Tanto el fundamentalismo como el fanatismo, a lo largo de toda la historia humana, han puesto en peligro con mucha frecuencia la convivencia social. Aunque no son sinónimos, ambos fenómenos están íntimamente relacionados. En efecto, el fanatismo tiene, etimológicamente, una clara connotación religiosa. Proviene del sustantivo fanum, que significa “el templo”. Pero su uso, desde la Antigüedad, se extendió a otros ámbitos no religiosos, como el ideológico, político o cultural. A mediados del siglo XX, Palazzini (1950) definió el fanatismo como la condición de quienes se sienten investidos de una misión religiosa, civil o social, se creen únicos poseedores de la verdad, y están dispuestos a recurrir a todos los medios para hacer triunfar sus ideas.

El fundamentalismo, por su parte, es un movimiento religioso protestante minoritario, originado a comienzos del siglo XX en los Estados Unidos, que adhiere al sentido literal de la Biblia como el fundamento del cristianismo. Del mismo modo, hay una minoría fundamentalista en el islam, que considera que la Ley Sagrada del Corán (fundamento del islam) tiene validez universal. Por consiguiente, no solo viven literalmente esta Ley Sagrada en su experiencia religiosa personal, sino que están dispuestos a imponerla, aun por la fuerza, en la vida política y social. En el capítulo 8, 38-39 del Corán se dice: “Di a los que se niegan a creer que si cesan, les será perdonado lo que hayan hecho […], pero si reinciden […] combátelos hasta que no haya más oposición y la práctica de adoración se dedique por completo a Allah. Sin embargo, es necesario destacar una vez más que el fundamentalismo religioso no es exclusividad del islam, como tampoco lo es del protestantismo, y que puede surgir en cualquier grupo, no solo religioso, sino también ideológico, político, económico, cultural o moral.
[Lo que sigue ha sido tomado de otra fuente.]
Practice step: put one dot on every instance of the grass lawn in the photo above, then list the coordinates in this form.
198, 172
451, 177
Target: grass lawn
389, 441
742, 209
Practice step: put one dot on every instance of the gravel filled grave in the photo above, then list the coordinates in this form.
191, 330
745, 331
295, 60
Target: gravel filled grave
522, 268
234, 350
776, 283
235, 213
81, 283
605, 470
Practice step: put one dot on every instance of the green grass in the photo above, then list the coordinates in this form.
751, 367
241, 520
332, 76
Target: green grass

El fanático y el fundamentalista se identifican en el hecho de que ambos viven la posesión de su verdad con una mística cuasi religiosa, y sienten la necesidad mesiánica de imponer su verdad a los que no la poseen. Este tipo de maniqueísmo conduce inevitablemente a una violencia sin límites, porque la confrontación entre la verdad poseída por el fanático y el supuesto error de quienes no la aceptan explica –y para el fanático, justifica– la violencia terrorista. De ahí la imposibilidad de controlar un terrorismo fundamentalista con otro fundamentalismo, como trataremos de analizar más adelante.

En estas reflexiones sobre la paz trataremos de analizar las causas y tipos de violencia, los medios para resolver pacíficamente los conflictos, y la evolución del concepto de paz, a la luz de la Carta de las Naciones Unidas, de las investigaciones sobre la paz producidas por el Instituto Internacional de Oslo y del modelo social adoptado por la Unión Europea.